Cumul emploi/retraite
Pour rappel, il s’agit de la possibilité de cumuler une pension de retraite complète et des revenus professionnels, et donc de pouvoir poursuivre ou reprendre un emploi rémunéré une fois retraité. « Jusqu’alors, la liquidation d’une première pension cristallisait les avantages vieillesse », appuie l’Ordre des experts-comptables Aura. « Depuis le 1er septembre dernier, l’exercice d’une nouvelle activité – quelle qu’elle soit pour les conjoint(e) s et aides familiaux, hors sol pour les chef (fe) s d’exploitation – ouvre de nouveaux droits à pension », mais une fois seulement. Il faut donc effectuer une 2e demande de retraite à l’arrêt définitif de toute activité professionnelle.
Pension de réversion
« Il y a une incidence sur la pension de réversion du conjoint survivant si l’assuré décédé, né après le 1er septembre 1961, n’avait pas liquidé ses droits à la retraite », pointe l’Ordre des experts-comptables Aura.
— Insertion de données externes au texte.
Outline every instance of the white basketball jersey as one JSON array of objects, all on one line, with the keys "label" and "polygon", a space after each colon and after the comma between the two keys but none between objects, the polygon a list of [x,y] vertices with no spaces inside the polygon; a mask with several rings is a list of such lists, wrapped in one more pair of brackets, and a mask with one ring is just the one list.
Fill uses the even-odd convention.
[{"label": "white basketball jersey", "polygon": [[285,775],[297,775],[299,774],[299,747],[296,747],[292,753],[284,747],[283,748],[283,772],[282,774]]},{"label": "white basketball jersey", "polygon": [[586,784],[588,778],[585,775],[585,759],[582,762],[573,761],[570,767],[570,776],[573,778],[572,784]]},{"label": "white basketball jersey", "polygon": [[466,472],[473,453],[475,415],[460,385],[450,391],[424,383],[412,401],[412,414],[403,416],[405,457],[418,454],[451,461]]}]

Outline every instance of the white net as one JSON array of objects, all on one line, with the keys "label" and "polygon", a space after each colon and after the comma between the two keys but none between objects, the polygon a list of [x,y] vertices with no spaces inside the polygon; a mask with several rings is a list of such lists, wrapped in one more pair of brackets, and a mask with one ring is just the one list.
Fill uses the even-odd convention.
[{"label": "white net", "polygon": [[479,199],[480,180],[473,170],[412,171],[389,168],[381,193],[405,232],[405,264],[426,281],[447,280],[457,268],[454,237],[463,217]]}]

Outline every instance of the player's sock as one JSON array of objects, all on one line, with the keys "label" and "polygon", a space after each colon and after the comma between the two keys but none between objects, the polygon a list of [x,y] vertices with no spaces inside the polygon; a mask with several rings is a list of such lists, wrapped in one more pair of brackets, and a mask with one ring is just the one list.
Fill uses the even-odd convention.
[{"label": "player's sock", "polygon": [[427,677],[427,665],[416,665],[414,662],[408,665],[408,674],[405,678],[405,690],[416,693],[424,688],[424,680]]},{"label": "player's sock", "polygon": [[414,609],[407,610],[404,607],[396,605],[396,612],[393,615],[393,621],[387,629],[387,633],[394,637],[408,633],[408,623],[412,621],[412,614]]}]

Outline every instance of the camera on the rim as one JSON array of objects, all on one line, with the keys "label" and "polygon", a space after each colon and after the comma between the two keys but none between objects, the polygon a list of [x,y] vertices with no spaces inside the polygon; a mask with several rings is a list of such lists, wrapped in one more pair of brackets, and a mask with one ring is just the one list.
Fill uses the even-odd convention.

Elle est alors calculée « à partir du nombre de trimestres requis dans le cadre de la réforme ». S’il est déjà retraité, ses dates de naissance et de départ effectif n’impactent pas.
Vu tout ce qui vient d’être cité, il est vraiment important d’anticiper et préparer sa retraite. L’une des premières choses à faire est de déterminer votre âge de départ. Pour cela, vous pouvez, dès 50 ans, contacter la MSA.